Updated

A Washington woman with lupus is trying to have her pet turkey certified as an emotional support animal.

Mary K. Pearce, of Spokane, got her pet Sammi when the fowl was a baby, KHQ reported. The bird is now six months old.

“A turkey can be domesticated just as well as a dog or a cat,” she told the news station.

Pearce, who requires a wheelchair, deals with chronic pain from her diagnosis and suffers from depression. Lupus is a chronic, autoimmune disease characterized by flares and remissions. According to the Lupus Foundation of America, more than 16,000 new cases of lupus are reported annually across the country. In 2015, an estimated 16.1 million, American adults, about 6.7 percent of this group, had at least one major depressive episode in the past year, according to the National Institutes of Health. Depression carries the heaviest burdens of disability among mental and behavioral disorders.

More on this...

Keeping Sammi around helps Pearce cope with her health issues. The bird loves eating bread, enjoys taking baths, and plays with Pearce’s pet dogs.
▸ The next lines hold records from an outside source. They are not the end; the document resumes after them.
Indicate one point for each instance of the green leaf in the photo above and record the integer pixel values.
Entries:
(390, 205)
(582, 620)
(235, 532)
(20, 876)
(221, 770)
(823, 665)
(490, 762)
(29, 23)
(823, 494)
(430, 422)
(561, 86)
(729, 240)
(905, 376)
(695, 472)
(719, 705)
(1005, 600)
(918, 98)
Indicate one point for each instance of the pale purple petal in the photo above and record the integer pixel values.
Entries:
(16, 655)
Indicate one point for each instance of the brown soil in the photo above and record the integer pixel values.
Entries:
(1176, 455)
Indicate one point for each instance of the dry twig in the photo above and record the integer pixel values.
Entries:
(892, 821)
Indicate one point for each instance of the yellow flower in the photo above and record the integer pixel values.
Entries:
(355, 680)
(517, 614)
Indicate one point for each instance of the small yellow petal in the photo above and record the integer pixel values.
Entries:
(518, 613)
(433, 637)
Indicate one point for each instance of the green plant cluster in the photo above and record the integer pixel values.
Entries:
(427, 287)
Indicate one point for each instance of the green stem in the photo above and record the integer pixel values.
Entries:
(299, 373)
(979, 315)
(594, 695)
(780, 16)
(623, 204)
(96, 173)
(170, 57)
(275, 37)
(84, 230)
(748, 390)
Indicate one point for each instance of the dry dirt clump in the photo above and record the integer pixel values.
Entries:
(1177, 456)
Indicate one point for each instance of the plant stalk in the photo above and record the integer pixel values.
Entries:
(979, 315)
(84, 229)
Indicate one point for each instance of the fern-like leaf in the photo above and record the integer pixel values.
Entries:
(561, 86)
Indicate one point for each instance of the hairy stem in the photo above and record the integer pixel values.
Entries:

“I've never thought about having a turkey as a pet,” Pearce said. “But now that I have her, I don't ever want to give her up.”

Pearce is working on getting Sammi certified as an emotional support animal, which requires a doctor’s prescription. Emotional support animals differ from service animals in that they do not perform tasks directly related to the individual’s disability, according to the Americans with Disabilities Act National Network. Emotional support animals are not covered by federal laws protecting the use of service animals.